Mayan discovery shows world won't end this year after all
New discovery in Guatemala dispels claims that the Mayan calendar predicts the end of the world in 2012.
The Washington Post
The ancient Mayans were masters of time, keepers of good calendars. And now we have one of their timekeepers' workrooms to prove it.
Archaeologists in Guatemala report the discovery of a small building whose walls display a stunningly preserved mural of a brightly adorned Mayan king and calendars that destroy any notion that the Mayans predicted the end of the world in 2012.
These deep-time calendars can be used to count thousands of years into the past and future, countering pop-culture and New Age ideas that Mayan calendars ended on Dec. 21, 2012, (or Dec. 23, depending on who's counting), thereby predicting the end of the world.

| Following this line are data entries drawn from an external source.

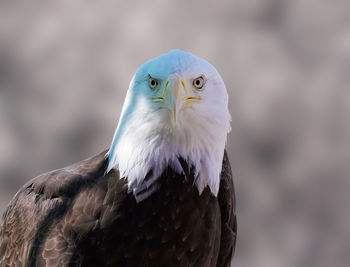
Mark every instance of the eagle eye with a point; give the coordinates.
(198, 83)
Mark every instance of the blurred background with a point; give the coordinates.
(65, 67)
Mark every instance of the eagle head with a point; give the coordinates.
(176, 107)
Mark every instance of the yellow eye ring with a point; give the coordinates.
(198, 83)
(152, 83)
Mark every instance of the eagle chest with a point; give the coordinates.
(175, 226)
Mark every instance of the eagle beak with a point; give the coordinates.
(175, 95)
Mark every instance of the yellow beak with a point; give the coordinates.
(175, 95)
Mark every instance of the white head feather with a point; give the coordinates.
(149, 137)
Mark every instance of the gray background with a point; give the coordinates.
(65, 67)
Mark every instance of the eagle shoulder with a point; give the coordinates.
(31, 223)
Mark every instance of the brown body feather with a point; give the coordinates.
(78, 216)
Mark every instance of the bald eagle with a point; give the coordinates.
(161, 195)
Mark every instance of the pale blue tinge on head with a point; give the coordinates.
(147, 139)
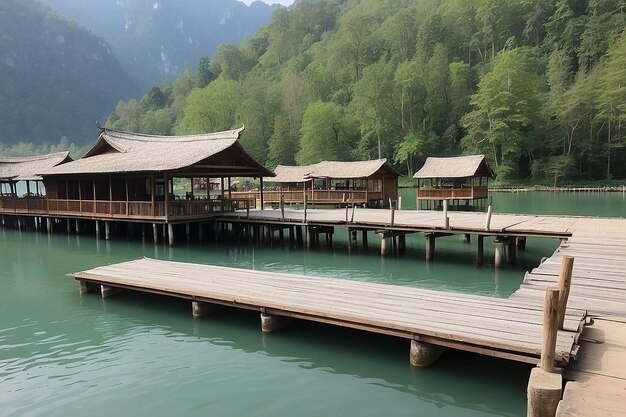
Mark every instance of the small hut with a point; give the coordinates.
(463, 180)
(372, 183)
(152, 178)
(21, 188)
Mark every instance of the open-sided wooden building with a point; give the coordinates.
(463, 180)
(371, 182)
(136, 177)
(21, 188)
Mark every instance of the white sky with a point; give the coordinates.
(283, 2)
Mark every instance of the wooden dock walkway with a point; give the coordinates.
(414, 221)
(491, 326)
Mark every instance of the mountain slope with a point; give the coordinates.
(55, 78)
(153, 39)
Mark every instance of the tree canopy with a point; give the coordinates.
(537, 86)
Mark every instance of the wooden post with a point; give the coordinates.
(349, 240)
(430, 246)
(488, 222)
(383, 245)
(565, 279)
(305, 204)
(550, 327)
(424, 354)
(499, 250)
(282, 206)
(261, 191)
(402, 244)
(170, 233)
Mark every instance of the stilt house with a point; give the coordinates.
(463, 180)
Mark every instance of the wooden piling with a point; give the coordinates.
(201, 309)
(424, 354)
(550, 327)
(545, 385)
(430, 246)
(565, 279)
(271, 323)
(170, 233)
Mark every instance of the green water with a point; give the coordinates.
(134, 355)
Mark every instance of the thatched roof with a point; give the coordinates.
(455, 167)
(26, 168)
(121, 152)
(332, 170)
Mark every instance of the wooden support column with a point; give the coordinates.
(261, 191)
(271, 323)
(170, 233)
(402, 244)
(201, 309)
(383, 245)
(510, 253)
(85, 287)
(108, 291)
(480, 257)
(565, 280)
(499, 251)
(430, 246)
(424, 354)
(545, 385)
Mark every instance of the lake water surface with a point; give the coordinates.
(136, 355)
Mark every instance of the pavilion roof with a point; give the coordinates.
(455, 167)
(26, 168)
(120, 152)
(332, 170)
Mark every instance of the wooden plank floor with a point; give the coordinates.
(416, 220)
(599, 275)
(597, 384)
(497, 327)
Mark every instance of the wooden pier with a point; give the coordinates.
(491, 326)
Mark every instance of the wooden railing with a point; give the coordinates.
(468, 193)
(29, 205)
(313, 196)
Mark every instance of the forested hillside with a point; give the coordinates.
(154, 38)
(539, 86)
(56, 79)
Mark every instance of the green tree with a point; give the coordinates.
(327, 133)
(211, 109)
(283, 146)
(373, 103)
(505, 109)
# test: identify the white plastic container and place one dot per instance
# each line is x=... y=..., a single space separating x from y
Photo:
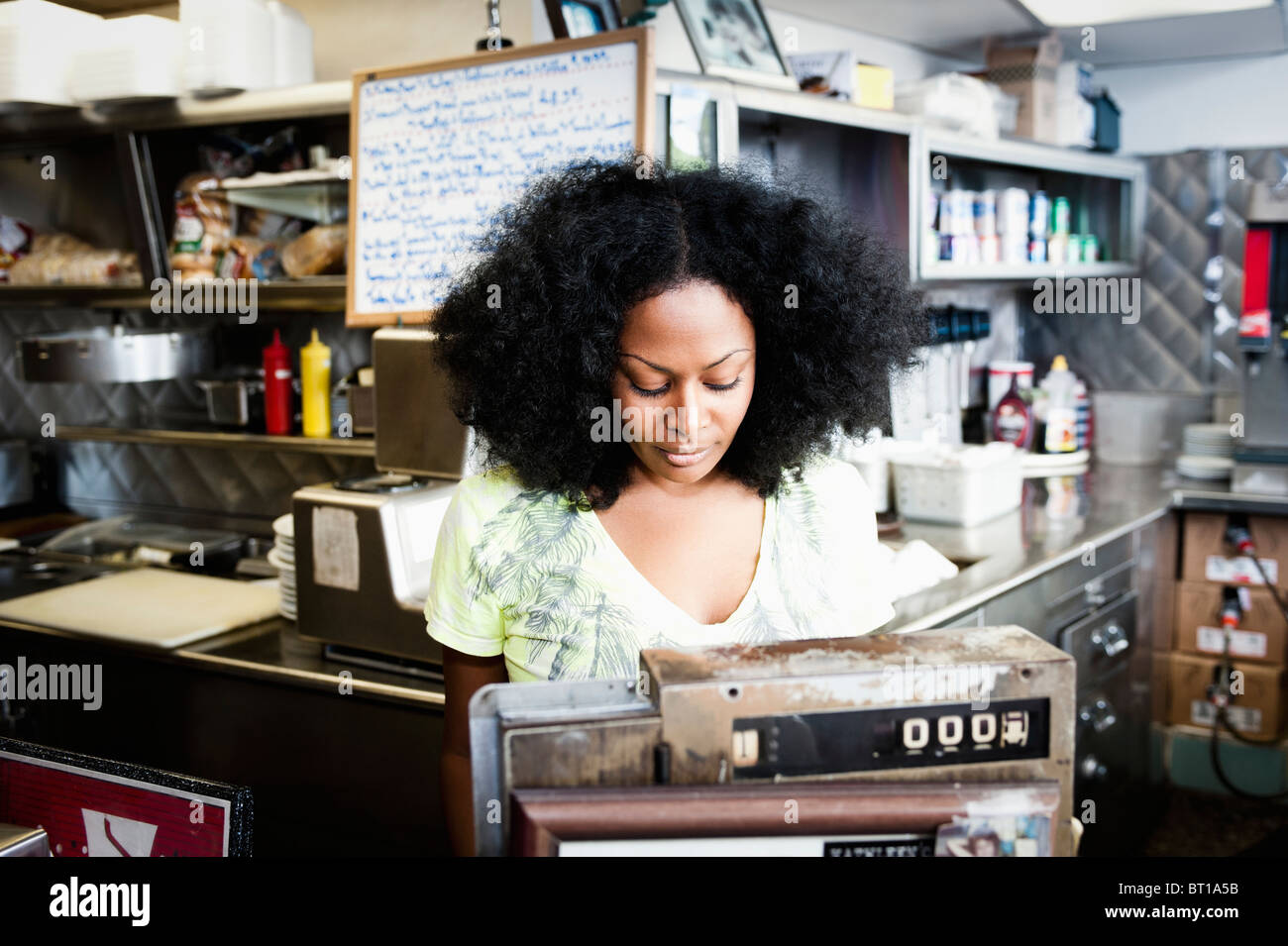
x=138 y=58
x=228 y=46
x=39 y=44
x=958 y=485
x=292 y=47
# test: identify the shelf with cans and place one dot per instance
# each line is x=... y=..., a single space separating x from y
x=1018 y=211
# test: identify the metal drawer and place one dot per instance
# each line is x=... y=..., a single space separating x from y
x=1096 y=589
x=1073 y=576
x=1103 y=641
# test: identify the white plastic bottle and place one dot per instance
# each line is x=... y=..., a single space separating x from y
x=1061 y=435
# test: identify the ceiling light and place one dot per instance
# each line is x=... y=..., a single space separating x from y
x=1063 y=13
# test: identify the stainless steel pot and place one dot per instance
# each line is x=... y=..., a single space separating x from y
x=116 y=354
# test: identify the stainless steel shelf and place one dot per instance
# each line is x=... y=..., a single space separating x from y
x=347 y=447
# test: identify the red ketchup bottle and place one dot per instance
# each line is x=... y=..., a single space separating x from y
x=277 y=387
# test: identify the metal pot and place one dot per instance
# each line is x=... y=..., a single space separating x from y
x=116 y=354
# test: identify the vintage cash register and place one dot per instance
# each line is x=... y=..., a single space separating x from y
x=952 y=742
x=364 y=547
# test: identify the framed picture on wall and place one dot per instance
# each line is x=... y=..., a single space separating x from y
x=576 y=18
x=732 y=39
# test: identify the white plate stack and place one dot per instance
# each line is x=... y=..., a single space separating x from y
x=39 y=46
x=282 y=558
x=228 y=46
x=138 y=59
x=1209 y=452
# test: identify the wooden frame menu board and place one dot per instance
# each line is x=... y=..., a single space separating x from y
x=438 y=149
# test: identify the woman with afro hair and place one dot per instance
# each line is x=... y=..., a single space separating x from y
x=657 y=364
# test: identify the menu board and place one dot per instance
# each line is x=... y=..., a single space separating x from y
x=438 y=149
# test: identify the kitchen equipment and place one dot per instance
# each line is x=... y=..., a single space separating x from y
x=154 y=606
x=1261 y=456
x=1129 y=426
x=364 y=547
x=902 y=717
x=961 y=485
x=235 y=399
x=116 y=354
x=16 y=486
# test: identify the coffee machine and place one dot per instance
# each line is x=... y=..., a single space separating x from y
x=1261 y=454
x=364 y=546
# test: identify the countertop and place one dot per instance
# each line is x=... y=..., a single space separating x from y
x=1057 y=520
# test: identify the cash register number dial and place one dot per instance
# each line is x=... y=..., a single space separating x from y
x=945 y=734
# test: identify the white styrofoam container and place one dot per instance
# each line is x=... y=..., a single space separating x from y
x=137 y=58
x=39 y=44
x=958 y=485
x=292 y=47
x=228 y=46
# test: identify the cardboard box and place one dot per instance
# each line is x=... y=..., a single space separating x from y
x=1256 y=712
x=871 y=86
x=1026 y=69
x=1262 y=635
x=1207 y=558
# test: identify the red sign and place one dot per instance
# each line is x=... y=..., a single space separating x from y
x=91 y=813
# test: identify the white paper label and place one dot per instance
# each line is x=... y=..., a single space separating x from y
x=335 y=547
x=1239 y=571
x=1243 y=718
x=1241 y=643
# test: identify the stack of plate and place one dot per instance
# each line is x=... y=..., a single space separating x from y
x=137 y=59
x=282 y=558
x=1209 y=451
x=39 y=44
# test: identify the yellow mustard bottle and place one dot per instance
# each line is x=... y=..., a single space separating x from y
x=316 y=387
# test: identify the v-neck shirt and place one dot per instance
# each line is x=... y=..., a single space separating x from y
x=527 y=575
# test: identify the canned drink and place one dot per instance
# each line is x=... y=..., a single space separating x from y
x=1013 y=211
x=986 y=213
x=1039 y=214
x=1060 y=214
x=1090 y=249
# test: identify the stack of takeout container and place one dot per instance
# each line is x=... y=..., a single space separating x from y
x=282 y=558
x=39 y=46
x=138 y=58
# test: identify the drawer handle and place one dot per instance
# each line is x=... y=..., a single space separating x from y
x=1112 y=639
x=1091 y=768
x=1095 y=592
x=1100 y=714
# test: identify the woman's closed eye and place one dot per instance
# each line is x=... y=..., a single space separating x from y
x=660 y=391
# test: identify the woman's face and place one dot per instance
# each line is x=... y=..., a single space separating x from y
x=687 y=367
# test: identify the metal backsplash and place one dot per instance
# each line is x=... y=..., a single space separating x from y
x=1185 y=341
x=244 y=488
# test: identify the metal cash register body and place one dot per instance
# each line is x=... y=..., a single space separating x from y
x=364 y=547
x=872 y=743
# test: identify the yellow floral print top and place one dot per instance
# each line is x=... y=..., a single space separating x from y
x=526 y=575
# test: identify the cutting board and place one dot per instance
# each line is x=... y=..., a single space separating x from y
x=163 y=609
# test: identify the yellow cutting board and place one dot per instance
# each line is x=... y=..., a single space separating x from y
x=163 y=609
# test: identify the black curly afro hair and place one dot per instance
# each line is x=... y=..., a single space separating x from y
x=528 y=335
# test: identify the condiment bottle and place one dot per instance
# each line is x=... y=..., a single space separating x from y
x=1061 y=434
x=316 y=382
x=277 y=387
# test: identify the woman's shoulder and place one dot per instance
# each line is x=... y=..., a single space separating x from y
x=829 y=480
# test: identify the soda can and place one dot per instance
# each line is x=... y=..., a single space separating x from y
x=1013 y=211
x=1060 y=215
x=986 y=213
x=1039 y=214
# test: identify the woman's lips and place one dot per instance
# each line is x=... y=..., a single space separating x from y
x=686 y=457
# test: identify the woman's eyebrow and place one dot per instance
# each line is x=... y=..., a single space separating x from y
x=668 y=370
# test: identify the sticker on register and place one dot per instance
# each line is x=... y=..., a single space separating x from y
x=996 y=835
x=858 y=740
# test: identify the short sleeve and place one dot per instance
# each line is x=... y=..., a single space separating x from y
x=462 y=611
x=851 y=512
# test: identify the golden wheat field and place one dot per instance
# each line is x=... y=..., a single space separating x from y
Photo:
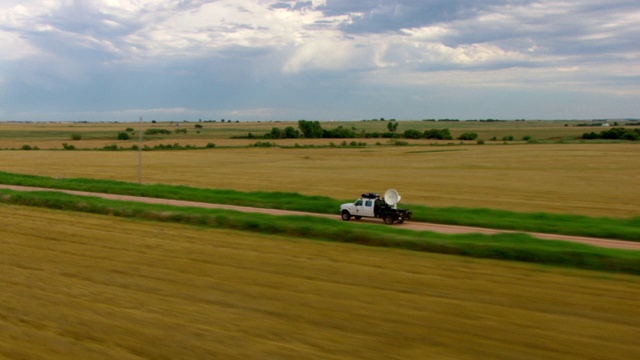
x=595 y=180
x=97 y=287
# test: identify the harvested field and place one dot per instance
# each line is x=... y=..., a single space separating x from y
x=585 y=179
x=85 y=286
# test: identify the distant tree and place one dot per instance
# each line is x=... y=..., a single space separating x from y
x=439 y=134
x=310 y=129
x=468 y=136
x=276 y=133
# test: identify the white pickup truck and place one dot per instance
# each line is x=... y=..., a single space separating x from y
x=371 y=205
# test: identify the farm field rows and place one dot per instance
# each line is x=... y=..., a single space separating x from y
x=94 y=286
x=585 y=179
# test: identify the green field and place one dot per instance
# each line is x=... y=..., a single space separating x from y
x=82 y=285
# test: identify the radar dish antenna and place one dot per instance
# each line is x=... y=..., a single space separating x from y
x=392 y=197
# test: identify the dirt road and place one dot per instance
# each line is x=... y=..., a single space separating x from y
x=418 y=226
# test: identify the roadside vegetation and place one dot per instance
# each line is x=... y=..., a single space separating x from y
x=614 y=228
x=514 y=247
x=100 y=136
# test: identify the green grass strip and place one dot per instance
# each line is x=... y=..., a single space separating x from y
x=514 y=247
x=600 y=227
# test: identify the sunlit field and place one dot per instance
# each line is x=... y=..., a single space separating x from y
x=587 y=179
x=101 y=287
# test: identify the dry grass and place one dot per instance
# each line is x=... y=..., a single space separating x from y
x=101 y=287
x=588 y=179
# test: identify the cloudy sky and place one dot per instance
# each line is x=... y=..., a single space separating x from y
x=116 y=60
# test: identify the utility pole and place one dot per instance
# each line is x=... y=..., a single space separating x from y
x=140 y=152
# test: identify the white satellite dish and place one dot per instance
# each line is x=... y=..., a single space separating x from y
x=392 y=197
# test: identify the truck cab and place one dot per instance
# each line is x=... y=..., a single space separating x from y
x=371 y=205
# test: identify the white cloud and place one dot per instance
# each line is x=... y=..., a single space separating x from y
x=572 y=45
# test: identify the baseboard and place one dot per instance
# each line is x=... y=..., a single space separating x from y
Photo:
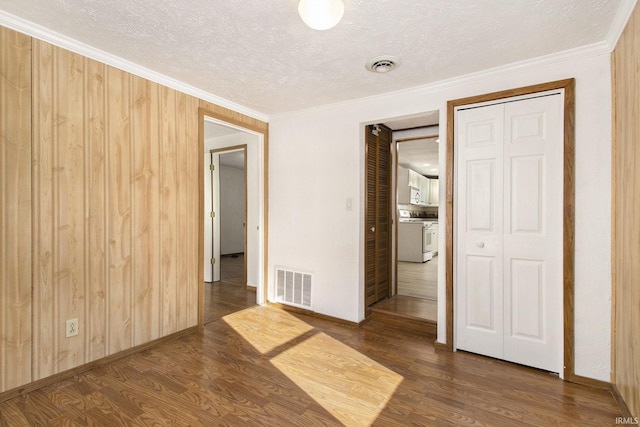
x=310 y=313
x=44 y=382
x=589 y=382
x=624 y=409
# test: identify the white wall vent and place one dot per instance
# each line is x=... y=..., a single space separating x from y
x=293 y=288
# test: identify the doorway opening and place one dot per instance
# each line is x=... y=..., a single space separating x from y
x=233 y=219
x=414 y=165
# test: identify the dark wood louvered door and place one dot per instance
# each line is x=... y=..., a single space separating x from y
x=378 y=214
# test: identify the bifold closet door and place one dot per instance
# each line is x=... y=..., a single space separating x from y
x=509 y=231
x=378 y=214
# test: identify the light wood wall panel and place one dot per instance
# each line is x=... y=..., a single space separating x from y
x=116 y=220
x=15 y=209
x=626 y=214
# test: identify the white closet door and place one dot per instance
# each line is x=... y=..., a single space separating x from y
x=509 y=231
x=479 y=288
x=533 y=168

The newly found calendars, which track the motion of the moon, Venus and Mars, provide an unprecedented glimpse into how these storied sky-gazers — who dominated Central America for nearly 1,000 years — kept such accurate track of months, seasons and years.
"What they're trying to do is understand the large cycles of cosmic time," said William Saturno, the Boston University archaeologist who led the expedition. "This is the space they're doing it in. It's like looking into da Vinci's workshop."
Before the new find, the best-preserved Mayan calendars were inscribed in bark-paged books called codices, the most famous being the Dresden Codex. But those pages hail from several hundred years later than the newly found calendars.
Saturno said researchers have long assumed the Mayans had worked out the cycles of the moons and planets much earlier, but no evidence of such work had been found.
But in 2010, an undergraduate student working with Saturno, Max Chamberlain, stumbled onto the house as the team began excavations at a Mayan city, Xultun, which, despite being known since 1915, had never been professionally excavated.
A quick excavation at the house revealed the back wall of the building, replete with a mural of a Mayan king, in bright blue, adorned with feathers and jewelry.
Saturno's team brushed off the wall and, "Ta-da!" he said. "A Technicolor, fantastically preserved mural. I don't know how it survived." Saturno emailed contacts at the National Geographic Society, which agreed to pay for a full excavation of the building.
The mural is the oldest known preserved Mayan painting.
Next to the king, a scribe holds a writing instrument.
Three mysterious figures wearing black also march across the wall. One is named "older brother obsidian."
Once the team uncovered several columns of red and black dots and dashes — the Mayans' numbering system — the meaning of these figures was almost immediately evident to David Stuart, one of the world's foremost experts in Mayan hieroglyphics. It was a lunar table, showing a 4,784-day cycle of the moon's phases.
The table is broken into 27 columns, each representing six lunar months. Each column is topped by the face of one of three moon gods: a jaguar, a skull or a woman. These three repeat. So by consulting the table, a priest could tell which moon god would preside over a particular date.
Want to know whether the king's birthday falls under a jaguar moon 10 years hence? A hundred? A thousand? Check the table.
On another wall sits a smaller set of four columns of figures. This second table was filled with huge numbers relating to how long it takes Mars and Venus to cross the sky and come back again.
This calendar spans some 7,000 years, heading much further into the future than the supposed 2012 doomsday date.
"Like a lot of ancient cultures, they were able with naked-eye astronomy to calculate the paths of the planets," Stuart said.
Heather McKillop, a Mayan expert at Louisiana State University who was not involved in the research, called the Xultun murals "stunning new evidence of the ancient origins of Maya astronomical record keeping, best known from later documents."
Tulane University's Marc Zender, another Mayan expert not involved in the work, said that "it's about as exciting as discovering lost manuscripts of a famous mathematician like Archimedes. It's an amazing privileged glimpse over their shoulders."
With the virtually unexplored city of Xultun containing hundreds of buildings stretching across at least 16 square miles of jungle, Saturno guesses that plenty of other surprises await excavation.
"It might take another two decades," he said.
He expects the world to still exist then. The Mayan calendar does start a new "long cycle," this year, but he equated that with the odometer on a car rolling over from 99,999 miles to zero: "You go, 'Yea,' but the car just doesn't disappear."
The discovery is detailed in this week's Science magazine and in the June issue of National Geographic.